Monday, September 21, 2015

The Entrance to Halloween Country


It's almost autumn -- and autumn is Halloween Country.  Which makes it my time of year.

So it's appropriate that I spent part of Saturday at the grand opening of a new entrance to Laurel Hill Cemetery, here in Philadelphia.

Laurel Hill is a grand Victorian necropolis thronged with mourning marble angels on pillars and granite vaults with stained glass windows. Before the age of motorcars, Philadelphians used to pack picnic lunches and take a boat up the river so they could share a Sunday afternoon with their departed loved ones. Not many people take picnic lunches there anymore, but the cemetery puts on tours and events and even an annual Gravediggers' Ball. They actively encourage people to take advantage of this cultural and architectural gem. People put it to a variety of positive purposes.

Many of the leaves and all the graves of my photostream book October Leaves were photographed there.

The new entrance to the cemetery opens onto Kelly Drive (the old West River Drive) so that now it can now be accessed from the Schuylkill, thus providing a link not only to the river but to the cemetery's past.

In addition to speeches, etc., there was a performance by Invisible River, which began with dancers in black mourning clothes arriving by paddle board (rather amateurish pix of them above left and below), and aerialists dancing high in the trees. Which, frankly, I found wonderful.

When the ritual blessing of the new entryway was over, everybody flowed up the new steps and into the cemetery. Summer was almost over and Halloween Season about to begin.

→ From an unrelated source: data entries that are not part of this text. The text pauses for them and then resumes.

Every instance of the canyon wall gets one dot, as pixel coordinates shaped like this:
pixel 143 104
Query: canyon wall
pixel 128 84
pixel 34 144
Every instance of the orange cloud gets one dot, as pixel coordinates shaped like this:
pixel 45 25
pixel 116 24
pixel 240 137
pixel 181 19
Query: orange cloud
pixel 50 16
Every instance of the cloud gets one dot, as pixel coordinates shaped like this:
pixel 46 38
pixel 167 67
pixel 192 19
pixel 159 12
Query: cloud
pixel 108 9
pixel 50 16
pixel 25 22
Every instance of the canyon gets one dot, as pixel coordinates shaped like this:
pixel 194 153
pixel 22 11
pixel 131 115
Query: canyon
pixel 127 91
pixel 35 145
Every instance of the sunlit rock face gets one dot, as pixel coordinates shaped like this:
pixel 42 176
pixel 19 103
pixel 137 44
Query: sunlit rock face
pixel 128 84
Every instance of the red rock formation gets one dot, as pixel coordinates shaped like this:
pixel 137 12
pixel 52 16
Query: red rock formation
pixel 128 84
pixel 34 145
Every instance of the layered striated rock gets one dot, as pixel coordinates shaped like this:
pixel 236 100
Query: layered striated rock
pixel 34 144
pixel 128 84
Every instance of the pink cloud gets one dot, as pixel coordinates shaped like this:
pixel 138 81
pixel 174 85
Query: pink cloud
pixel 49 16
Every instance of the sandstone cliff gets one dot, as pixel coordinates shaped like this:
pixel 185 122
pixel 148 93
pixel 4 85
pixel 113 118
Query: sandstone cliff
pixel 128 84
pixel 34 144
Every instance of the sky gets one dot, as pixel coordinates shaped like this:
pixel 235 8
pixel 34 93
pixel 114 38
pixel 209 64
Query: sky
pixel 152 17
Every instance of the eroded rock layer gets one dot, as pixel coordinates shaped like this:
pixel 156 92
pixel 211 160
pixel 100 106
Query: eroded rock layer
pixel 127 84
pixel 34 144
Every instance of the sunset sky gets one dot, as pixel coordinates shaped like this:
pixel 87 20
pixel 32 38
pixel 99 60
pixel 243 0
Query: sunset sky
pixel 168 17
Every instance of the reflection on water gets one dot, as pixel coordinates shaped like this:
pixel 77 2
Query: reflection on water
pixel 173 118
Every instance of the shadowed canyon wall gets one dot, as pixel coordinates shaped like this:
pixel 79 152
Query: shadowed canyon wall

You can view October Leaves here. Or even buy it as a Dragonstairs Press Blurb book here.

And don't forget . . .

Tonight is my final reading and signing for Chasing the Phoenix.  I'm hoping for a good turnout, because it's always depressing when that doesn't happen. So invite your friends and family. It's free!


Penn Bookstore
September 21 at 6:00 p.m.
3601 Walnut Street, Philadelphia


1 comment:

Kevin Cheek said...

Your title brings to mind Bradbury's The October Country and The Halloween Tree. Reading your photobook, the references are entirely appropriate. Thank you for sharing it with us!